As in Wolf in Shadow, The Last Guardians magic system is based on Sipstrassi or stones of power, which are golden meteors which allow one to heal oneself, create food, and which are supposedly limited only by one's imagination, although each stone only has a certain amount of power, and as they are used black veins will appear upon the stone and grow, until eventually the Sipstrassi is coal black, and powerless. However by feeding Sipstrassi blood one can refill them, although Sipstrassi refilled in this manner become blood red, incapable of healing or producing feed, good only for combat. Additionally blood Sipstrassi inspire darker feelings such as lust, greed, and rage in their wielders.

==Plot outline==

Beginning right after the previous novel's conclusion, The Last Guardian starts with Jon Shannow near death on a mountain. The book is set in two different times; in ancient Atlantis eight thousand years ago, and in Jon Shannow's time several hundred years after "The Fall".

The core plot deals with the danger from ancient Atlantis which created a gate in time to Shannow's world, as well as the formation of a new city in the Shannow's post-apocalyptic time.

Like the previous novel the mystical stones (i.e.; stones of power) Sipstrassi once again play a large role, this time as the main way of traveling between times and worlds.

==Main characters==

Jon Shannow, The Jerusalem Man, regarded as one of the best gunmen in the land, Shannow is now middle-aged and feels himself slowing down. Known as much for his skills as his quest to find the destroyed city of Jerusalem Shannow is regarded as potentially insane, and travels from town to town killing outlaws for money.

Nu-Khasisatra, an outlawed prophet of the god Chronos, from the city of Atlantis 8000 years past.

The Dark Lady, who heals and teaches the beast men.

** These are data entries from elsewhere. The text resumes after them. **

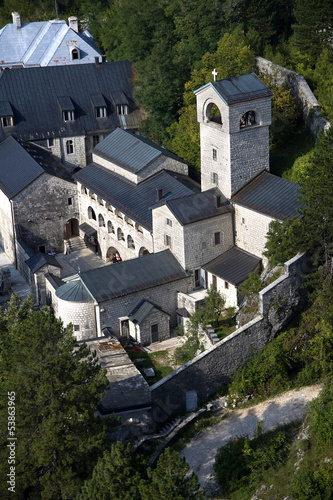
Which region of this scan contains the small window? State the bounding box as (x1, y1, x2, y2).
(73, 324, 80, 331)
(136, 223, 143, 233)
(212, 148, 217, 161)
(97, 196, 104, 206)
(117, 105, 128, 115)
(88, 207, 96, 220)
(117, 228, 125, 241)
(165, 235, 171, 247)
(1, 116, 13, 127)
(240, 110, 256, 128)
(202, 241, 206, 250)
(95, 106, 107, 118)
(66, 140, 74, 155)
(214, 231, 221, 245)
(98, 214, 105, 227)
(93, 135, 100, 148)
(71, 48, 80, 60)
(67, 197, 73, 206)
(125, 216, 133, 226)
(48, 138, 54, 148)
(211, 172, 218, 185)
(225, 281, 229, 289)
(107, 221, 114, 234)
(212, 275, 217, 288)
(115, 210, 123, 219)
(242, 217, 245, 224)
(63, 110, 74, 122)
(127, 235, 135, 249)
(166, 218, 172, 227)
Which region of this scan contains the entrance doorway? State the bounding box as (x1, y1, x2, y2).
(65, 218, 79, 238)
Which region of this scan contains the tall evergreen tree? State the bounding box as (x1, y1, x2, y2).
(0, 295, 113, 499)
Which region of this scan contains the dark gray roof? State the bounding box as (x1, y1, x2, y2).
(25, 252, 61, 273)
(232, 171, 302, 220)
(78, 249, 190, 303)
(165, 188, 233, 225)
(0, 136, 73, 198)
(74, 166, 194, 230)
(203, 247, 261, 286)
(194, 73, 273, 105)
(128, 299, 169, 325)
(56, 280, 93, 302)
(94, 128, 186, 173)
(0, 61, 137, 142)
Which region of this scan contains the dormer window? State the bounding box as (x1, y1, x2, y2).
(71, 48, 80, 60)
(58, 96, 75, 123)
(0, 101, 14, 128)
(111, 91, 129, 116)
(95, 106, 107, 118)
(117, 105, 128, 116)
(1, 116, 13, 127)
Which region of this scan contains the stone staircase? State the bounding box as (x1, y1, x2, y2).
(67, 236, 87, 253)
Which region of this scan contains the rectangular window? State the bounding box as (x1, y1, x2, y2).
(195, 269, 200, 287)
(212, 148, 217, 160)
(165, 235, 171, 247)
(74, 324, 80, 331)
(225, 281, 229, 289)
(202, 241, 206, 250)
(212, 275, 217, 288)
(47, 138, 54, 148)
(117, 105, 128, 115)
(95, 106, 107, 118)
(211, 172, 218, 185)
(63, 110, 74, 122)
(67, 197, 72, 206)
(214, 231, 221, 245)
(66, 140, 74, 155)
(1, 116, 13, 127)
(166, 218, 172, 227)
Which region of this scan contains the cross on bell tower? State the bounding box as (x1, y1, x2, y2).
(212, 68, 218, 82)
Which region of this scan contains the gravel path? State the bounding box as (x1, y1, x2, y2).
(181, 384, 323, 491)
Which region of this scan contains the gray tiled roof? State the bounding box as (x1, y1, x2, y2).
(195, 73, 273, 105)
(78, 249, 190, 303)
(25, 252, 61, 273)
(56, 280, 93, 302)
(232, 171, 302, 220)
(203, 247, 261, 286)
(0, 19, 102, 68)
(94, 128, 186, 173)
(165, 187, 233, 225)
(74, 165, 194, 230)
(128, 299, 169, 325)
(0, 136, 73, 198)
(0, 61, 136, 142)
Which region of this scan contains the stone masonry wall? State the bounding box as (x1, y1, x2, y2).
(0, 190, 15, 262)
(255, 57, 330, 138)
(152, 204, 234, 271)
(234, 204, 274, 264)
(99, 275, 194, 335)
(150, 253, 310, 423)
(14, 175, 78, 254)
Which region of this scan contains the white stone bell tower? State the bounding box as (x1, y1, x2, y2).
(195, 73, 273, 198)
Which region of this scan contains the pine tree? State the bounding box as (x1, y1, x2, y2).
(0, 295, 113, 499)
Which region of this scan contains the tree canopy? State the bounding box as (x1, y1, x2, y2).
(0, 295, 112, 499)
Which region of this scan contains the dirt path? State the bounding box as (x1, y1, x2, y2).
(181, 384, 323, 491)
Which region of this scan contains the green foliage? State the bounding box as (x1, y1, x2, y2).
(214, 426, 292, 494)
(310, 378, 333, 446)
(239, 271, 262, 300)
(264, 218, 305, 266)
(203, 285, 226, 326)
(80, 446, 203, 500)
(0, 295, 112, 499)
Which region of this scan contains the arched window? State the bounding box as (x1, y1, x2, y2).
(98, 214, 105, 227)
(117, 228, 124, 241)
(240, 111, 256, 128)
(66, 140, 74, 154)
(71, 48, 80, 60)
(107, 221, 114, 234)
(88, 207, 96, 220)
(206, 102, 222, 124)
(127, 235, 135, 249)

Beth McAdam, a resourceful recent widow, and mother of two young children migrating across the lorn bandit filled deserts seeking a new home.

==Trilogy==

This novel is the second book in an unnamed trilogy called either the Jon Shannow trilogy or The Chronicles of The Jerusalem Man.

1. Wolf in Shadow (1987)
2. The Last Guardian (1989)
3. Bloodstone (1994)

In his foreword to The Last Guardian, Gemmell says that he intended Wolf in Shadow to be a standalone novel, but a combination of factors led to him writing The Last Guardian. One was a letter from a reader insisting that Shannon wasn't dead. A second was a negative review by a critic named Broome containing the line, "I dread to think of people who look up to men like Jon Shannow". Gemmell reacted by created the character Josiah Broome, a man who in Gemmell's words was "passionately opposed to violence who would loathe the hero, but be drawn into his world". Gemell's third source of inspiration was a song by Tracy Chapman.

==Critics' responses==
The website Fantasy books review gave it a rating of 8.5 out of 10 with the comment "even better than Wolf in Shadow".